They were cherry trees mostly, Martya said. Whatever they were, they were beautiful, tall trees in wedding gowns. The smell made me think about God and heaven, and the bees that swarmed over them about hell because I got stung twice before we got to the door. “Volitain will put wet tobacco on those,” she told me. “It will take your pain.”

He was pale and starvation thin, with straight black hair, as courtly and polite as Kleon had been abrupt and hostile. “Enter!” He bowed from the hips. “Enter and welcome! Any friend of dear little Martya’s, a brother is to me.” The look that passed between them told me Martya had tried to make him.

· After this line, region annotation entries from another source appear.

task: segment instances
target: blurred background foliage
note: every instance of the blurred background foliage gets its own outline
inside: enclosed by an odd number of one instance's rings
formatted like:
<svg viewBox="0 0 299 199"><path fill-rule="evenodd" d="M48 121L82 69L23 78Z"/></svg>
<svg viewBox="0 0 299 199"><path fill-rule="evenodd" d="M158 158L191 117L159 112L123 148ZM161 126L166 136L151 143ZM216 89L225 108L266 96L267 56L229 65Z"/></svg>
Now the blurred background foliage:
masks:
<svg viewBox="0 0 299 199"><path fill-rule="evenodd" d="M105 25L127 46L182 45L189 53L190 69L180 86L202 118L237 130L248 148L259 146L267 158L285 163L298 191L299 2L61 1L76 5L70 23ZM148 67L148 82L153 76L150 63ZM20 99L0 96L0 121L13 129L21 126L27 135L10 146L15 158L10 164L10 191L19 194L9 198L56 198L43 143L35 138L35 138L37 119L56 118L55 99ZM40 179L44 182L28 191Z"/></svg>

“He is bee-bitten.” Her tone was flat, and her face held no expression. “Put tobacco on them.”

“I see…” Volitain stalked over to a table in his parlor, which looked as big as Kleon’s entire house. In the table drawer he found a magnifying glass.

“That will not help!”

Volitain bent over the sting on my cheek. “Sit here, please. Now incline the head, eh? I must have light from the window.”

I did what he said.

“The sting is here. It must be drawn. The hand we see next, eh?” He moved my hand to bring it nearer the light. “Here, also. Wait a moment. Drink good wine.”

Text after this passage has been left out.